If I couldn't make cotton-sacks on it, what was the use of
having it?
Charlie had informed me that he would send me down seven or eight women
from the quarters to make the sacks. I informed him with a flourish that I
should need but one: I should want her to cut the sacks out. Charlie
thanked me, and Martha and I and "Wheeler & Wilson" made the sacks.

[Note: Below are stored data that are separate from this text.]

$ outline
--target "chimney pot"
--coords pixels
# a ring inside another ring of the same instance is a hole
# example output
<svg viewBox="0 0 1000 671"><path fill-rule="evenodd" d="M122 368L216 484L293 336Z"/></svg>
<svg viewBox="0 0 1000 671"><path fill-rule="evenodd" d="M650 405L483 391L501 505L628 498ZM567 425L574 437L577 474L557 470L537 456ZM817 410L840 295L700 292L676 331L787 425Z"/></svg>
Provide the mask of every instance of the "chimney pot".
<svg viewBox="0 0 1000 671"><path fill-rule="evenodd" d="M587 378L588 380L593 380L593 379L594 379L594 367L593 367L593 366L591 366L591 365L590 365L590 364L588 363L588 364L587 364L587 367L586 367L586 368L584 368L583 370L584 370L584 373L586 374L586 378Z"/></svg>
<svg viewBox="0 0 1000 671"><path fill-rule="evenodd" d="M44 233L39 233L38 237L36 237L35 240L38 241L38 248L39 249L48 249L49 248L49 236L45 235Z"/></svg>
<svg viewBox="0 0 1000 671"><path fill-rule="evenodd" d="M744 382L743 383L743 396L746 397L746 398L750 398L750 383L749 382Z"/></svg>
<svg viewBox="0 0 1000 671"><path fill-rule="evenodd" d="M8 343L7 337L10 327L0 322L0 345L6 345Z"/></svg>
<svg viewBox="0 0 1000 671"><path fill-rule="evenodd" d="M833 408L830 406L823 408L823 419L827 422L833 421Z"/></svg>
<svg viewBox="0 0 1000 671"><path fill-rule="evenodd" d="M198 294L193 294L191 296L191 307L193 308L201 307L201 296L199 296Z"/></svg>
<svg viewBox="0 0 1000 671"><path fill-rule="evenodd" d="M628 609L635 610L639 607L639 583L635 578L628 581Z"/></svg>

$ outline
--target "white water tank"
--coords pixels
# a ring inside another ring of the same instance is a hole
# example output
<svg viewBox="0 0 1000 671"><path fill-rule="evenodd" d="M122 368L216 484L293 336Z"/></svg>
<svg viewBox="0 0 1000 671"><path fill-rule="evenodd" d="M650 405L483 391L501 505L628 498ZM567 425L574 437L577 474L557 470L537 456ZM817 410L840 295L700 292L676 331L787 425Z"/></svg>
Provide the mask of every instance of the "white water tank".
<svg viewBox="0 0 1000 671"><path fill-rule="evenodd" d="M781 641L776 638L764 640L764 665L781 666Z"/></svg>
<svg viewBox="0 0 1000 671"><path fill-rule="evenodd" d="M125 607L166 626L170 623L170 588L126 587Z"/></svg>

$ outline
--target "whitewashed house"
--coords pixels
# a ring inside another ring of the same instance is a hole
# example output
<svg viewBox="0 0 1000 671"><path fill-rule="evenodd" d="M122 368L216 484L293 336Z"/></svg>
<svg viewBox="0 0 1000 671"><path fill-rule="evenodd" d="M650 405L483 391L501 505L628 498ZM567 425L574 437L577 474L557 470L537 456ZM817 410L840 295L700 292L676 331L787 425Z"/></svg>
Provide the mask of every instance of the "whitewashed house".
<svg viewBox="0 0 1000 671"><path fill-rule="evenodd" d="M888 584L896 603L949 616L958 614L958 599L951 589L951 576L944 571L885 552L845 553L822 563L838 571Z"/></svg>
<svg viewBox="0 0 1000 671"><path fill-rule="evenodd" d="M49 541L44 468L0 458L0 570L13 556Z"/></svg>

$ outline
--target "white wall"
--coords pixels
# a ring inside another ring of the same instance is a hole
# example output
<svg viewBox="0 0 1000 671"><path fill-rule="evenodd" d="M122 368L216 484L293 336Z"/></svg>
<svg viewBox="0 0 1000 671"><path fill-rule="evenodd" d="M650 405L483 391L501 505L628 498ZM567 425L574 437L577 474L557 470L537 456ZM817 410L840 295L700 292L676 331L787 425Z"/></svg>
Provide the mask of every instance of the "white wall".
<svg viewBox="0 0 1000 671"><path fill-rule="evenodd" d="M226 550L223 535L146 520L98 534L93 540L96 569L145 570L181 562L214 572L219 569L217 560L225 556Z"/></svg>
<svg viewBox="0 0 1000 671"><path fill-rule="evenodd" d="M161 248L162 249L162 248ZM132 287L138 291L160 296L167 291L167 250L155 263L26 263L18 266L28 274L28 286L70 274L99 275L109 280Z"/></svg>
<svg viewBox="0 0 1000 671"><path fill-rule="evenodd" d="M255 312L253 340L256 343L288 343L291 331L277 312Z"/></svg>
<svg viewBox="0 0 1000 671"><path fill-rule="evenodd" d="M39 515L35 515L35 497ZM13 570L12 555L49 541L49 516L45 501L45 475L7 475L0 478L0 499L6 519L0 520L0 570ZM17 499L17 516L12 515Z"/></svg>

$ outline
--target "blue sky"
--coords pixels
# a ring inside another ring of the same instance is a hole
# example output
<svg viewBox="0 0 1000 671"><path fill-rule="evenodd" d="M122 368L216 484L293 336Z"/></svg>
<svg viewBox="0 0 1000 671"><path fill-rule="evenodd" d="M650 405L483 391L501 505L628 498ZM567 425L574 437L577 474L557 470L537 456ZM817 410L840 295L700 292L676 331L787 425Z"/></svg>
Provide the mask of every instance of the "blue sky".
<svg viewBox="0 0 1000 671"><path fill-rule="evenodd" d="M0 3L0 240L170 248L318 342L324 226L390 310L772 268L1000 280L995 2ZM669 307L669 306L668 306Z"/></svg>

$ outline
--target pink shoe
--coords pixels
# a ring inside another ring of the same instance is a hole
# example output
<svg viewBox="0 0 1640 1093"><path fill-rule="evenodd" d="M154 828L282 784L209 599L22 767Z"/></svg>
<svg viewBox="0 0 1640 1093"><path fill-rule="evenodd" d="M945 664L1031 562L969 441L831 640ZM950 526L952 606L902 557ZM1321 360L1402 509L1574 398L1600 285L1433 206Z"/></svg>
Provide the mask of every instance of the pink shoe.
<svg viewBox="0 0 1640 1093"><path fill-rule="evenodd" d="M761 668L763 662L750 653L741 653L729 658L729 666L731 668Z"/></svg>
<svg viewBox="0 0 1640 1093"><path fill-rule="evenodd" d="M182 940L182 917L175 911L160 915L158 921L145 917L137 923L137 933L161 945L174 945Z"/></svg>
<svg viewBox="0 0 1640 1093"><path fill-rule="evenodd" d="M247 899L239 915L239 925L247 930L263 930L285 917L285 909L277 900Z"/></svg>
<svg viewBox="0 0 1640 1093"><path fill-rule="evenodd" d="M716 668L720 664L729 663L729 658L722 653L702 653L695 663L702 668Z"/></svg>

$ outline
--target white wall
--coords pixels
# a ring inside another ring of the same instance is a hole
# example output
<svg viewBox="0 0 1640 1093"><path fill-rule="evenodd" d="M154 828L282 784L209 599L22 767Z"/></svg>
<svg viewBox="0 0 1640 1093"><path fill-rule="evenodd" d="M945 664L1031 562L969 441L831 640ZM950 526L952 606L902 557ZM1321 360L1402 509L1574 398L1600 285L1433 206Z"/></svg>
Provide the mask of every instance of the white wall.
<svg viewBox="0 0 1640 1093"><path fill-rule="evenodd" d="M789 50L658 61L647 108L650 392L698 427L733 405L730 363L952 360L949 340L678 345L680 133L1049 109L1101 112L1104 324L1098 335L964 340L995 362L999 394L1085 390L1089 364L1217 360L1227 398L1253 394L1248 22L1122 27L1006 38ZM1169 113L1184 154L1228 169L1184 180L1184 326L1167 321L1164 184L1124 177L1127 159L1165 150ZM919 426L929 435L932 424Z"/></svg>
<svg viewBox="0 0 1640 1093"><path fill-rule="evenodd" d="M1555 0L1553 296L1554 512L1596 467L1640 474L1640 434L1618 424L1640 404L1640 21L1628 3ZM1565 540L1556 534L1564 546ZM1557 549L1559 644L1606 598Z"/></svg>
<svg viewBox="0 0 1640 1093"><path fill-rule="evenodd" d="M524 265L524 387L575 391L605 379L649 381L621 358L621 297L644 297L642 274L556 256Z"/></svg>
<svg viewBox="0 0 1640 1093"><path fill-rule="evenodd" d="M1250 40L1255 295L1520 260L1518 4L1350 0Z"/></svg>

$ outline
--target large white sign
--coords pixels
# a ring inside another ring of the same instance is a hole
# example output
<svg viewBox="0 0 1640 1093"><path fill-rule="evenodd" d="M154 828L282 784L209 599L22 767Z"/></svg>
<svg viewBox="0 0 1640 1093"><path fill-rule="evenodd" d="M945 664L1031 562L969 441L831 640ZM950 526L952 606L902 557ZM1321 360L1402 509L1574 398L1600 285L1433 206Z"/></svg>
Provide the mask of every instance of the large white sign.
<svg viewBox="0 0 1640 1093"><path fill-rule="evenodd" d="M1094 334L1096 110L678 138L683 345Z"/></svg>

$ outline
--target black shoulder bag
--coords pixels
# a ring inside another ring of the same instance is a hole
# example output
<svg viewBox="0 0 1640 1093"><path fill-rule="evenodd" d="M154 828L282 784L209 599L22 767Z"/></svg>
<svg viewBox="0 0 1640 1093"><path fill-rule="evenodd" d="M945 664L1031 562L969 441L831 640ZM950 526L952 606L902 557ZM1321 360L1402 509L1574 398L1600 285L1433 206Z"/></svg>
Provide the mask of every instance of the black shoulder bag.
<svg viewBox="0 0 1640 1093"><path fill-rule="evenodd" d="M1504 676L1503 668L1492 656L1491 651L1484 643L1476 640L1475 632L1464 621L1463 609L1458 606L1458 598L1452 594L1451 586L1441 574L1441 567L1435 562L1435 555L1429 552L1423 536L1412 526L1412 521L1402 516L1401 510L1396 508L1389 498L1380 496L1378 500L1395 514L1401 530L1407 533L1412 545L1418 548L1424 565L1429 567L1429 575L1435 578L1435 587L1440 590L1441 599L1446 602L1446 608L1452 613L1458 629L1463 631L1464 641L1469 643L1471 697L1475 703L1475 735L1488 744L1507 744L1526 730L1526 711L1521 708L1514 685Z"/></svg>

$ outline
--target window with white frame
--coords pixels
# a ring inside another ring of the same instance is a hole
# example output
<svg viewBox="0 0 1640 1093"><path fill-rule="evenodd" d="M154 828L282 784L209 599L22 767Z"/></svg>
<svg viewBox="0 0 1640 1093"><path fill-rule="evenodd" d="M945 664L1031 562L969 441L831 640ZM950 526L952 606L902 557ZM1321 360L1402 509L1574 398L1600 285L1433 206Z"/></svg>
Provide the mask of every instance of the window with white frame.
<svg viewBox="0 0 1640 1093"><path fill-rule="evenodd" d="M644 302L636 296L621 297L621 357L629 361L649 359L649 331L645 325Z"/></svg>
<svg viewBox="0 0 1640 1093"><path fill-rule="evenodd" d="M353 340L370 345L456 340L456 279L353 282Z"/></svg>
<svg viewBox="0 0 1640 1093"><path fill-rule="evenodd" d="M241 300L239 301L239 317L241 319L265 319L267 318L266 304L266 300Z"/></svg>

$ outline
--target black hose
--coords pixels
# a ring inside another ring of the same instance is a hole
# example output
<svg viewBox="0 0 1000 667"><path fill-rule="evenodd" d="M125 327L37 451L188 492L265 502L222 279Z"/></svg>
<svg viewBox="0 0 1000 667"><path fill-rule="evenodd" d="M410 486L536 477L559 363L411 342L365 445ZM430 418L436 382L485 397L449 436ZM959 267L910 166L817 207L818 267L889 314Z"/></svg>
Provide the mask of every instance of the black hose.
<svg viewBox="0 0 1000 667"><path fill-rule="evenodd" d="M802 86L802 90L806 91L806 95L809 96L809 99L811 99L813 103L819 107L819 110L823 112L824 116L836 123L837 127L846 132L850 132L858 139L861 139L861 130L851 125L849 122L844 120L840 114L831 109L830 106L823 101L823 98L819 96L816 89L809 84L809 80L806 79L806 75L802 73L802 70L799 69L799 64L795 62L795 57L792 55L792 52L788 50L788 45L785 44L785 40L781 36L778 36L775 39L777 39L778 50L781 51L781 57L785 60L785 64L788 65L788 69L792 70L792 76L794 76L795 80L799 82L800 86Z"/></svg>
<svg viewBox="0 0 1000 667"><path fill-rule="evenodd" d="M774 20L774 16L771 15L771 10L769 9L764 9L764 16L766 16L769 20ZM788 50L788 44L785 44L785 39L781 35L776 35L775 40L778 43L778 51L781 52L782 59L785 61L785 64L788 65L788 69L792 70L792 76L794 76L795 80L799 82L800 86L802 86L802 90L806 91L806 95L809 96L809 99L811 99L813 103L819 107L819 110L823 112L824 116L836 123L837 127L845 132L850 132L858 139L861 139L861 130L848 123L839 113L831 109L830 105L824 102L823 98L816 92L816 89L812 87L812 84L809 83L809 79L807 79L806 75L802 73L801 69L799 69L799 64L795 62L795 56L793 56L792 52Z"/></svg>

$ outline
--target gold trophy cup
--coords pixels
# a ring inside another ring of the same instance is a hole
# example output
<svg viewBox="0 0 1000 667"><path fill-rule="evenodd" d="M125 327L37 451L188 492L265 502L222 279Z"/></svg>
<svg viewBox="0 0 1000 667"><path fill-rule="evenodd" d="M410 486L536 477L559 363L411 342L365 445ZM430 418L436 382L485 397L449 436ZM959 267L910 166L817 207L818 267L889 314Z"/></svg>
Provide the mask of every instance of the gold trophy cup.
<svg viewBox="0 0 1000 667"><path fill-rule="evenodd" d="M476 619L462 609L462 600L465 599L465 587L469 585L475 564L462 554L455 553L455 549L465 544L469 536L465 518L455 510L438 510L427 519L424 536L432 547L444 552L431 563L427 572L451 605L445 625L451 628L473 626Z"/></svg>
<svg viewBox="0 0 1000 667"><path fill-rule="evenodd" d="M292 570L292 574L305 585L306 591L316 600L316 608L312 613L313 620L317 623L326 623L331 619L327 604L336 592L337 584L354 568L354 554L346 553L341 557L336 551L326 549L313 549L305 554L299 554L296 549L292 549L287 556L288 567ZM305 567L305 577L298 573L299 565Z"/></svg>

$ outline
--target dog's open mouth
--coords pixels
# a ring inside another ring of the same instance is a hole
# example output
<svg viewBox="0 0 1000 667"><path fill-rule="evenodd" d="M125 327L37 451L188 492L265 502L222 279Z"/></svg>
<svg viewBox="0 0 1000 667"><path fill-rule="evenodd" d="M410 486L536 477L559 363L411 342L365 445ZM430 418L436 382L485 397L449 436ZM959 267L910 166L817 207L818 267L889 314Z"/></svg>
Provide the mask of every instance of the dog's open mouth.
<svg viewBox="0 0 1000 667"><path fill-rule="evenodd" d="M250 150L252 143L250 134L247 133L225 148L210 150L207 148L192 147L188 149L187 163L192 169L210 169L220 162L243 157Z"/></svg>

Was I to blame that the wretched things burst in twenty places at once the
first time they were used? Was I to blame that two women were kept busy
mending my sacks until they ceased to be sacks? Charlie might think so,
but I did not.
He reported the failure of my cotton-sack experiment with very unbecoming
levity, as it struck me, accompanying his report with a somewhat unjust
comment upon new-fangled notions, such as sewing-machines, etc., etc.,
winding up with--"Now, when mother was alive" (I fairly winced), "the
house was not considered too good for the darkies to sit on the back
gallery with their work and make the sacks right under mother's
eye--sewing them with good strong thread, too, that was spun for the
purpose. I can remember the old spinning-wheel: it used to sit right at
that end of the gallery."
Like Captain Cuttle, I "made a note of it" for future use.
I often had occasion to wonder, during the early years of my married life,
how it happened that the son of such an exceptionally perfect woman as I
was compelled to presume my respected mother-in-law to have been, should
have grown up with such shockingly disorderly habits as had my Charlie.